Lorsque ce foetus, devenu adulte, projettera son narcissisme sur une figure divine, on retrouvera alors dans cette projection cet état d’unicité, de souveraineté et d’omnipotence. Les empreintes, les traces de cette cœnesthésie[1] sont suffisamment marquées pour donner naissance à des fantasmes issus de la félicité amniotique : l’éternité, la divinité, la béatitude totale, l’omnipotence, la pureté absolue, toutes notions érigées en un idéal de grandeur sans limite qui imprègne la vie humaine de son alpha à son oméga[2].

Le seul défaut de ce monde merveilleux est qu’il n’existe pas, sinon dans l’interprétation a posteriori des traces de la cœnesthésie prénatale.

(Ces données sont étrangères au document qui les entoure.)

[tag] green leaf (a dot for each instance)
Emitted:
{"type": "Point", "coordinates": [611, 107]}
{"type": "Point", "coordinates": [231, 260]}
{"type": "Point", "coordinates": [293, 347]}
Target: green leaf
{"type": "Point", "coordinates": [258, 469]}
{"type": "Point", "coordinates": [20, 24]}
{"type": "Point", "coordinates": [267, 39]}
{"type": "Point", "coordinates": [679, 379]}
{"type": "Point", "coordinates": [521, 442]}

L’époque élationnelle ne peut évidemment déclencher aucun souvenir, mais on peut retrouver les indices de son enregistrement dans les différentes créations humaines telles que les religions, les mythes, le folklore, les contes, toutes productions qui évoquent la nostalgie d’un paradis perdu.

Certains garderont la nostalgie de cet « autre monde » parfait, avec un sentiment de révolte indignée d’en avoir été chassés : « Comment a-t-on osé me faire cela, à moi ? » Ils conserveront toujours ce regret de la perfection, de la félicité et de la pureté.

C’est ainsi que l’indifférenciation est devenue le but ultime des forcenés de l’égalitude. Ces nostalgiques refusent les limites, les conflits, la temporalité, l’altérité. Il ne doit plus y avoir de dissemblance, d’opposition et partant, plus de conflits. Car les conflits, c’est comme la guerre, c’est très méchant.

L’omnipotence narcissique est menacée par nos limites, celles que nous imposent nos manques, nos échecs, nos pertes, nos deuils, tous aléas dont la vie n’est point avare. Il convient donc de les nier, à commencer par les différences entre les sexes, ce qui éliminera la domination masculine. On niera aussi les différences de générations, symbole de l’autorité (forcément oppressive). Du coup, voici la temporalité évacuée comme par magie.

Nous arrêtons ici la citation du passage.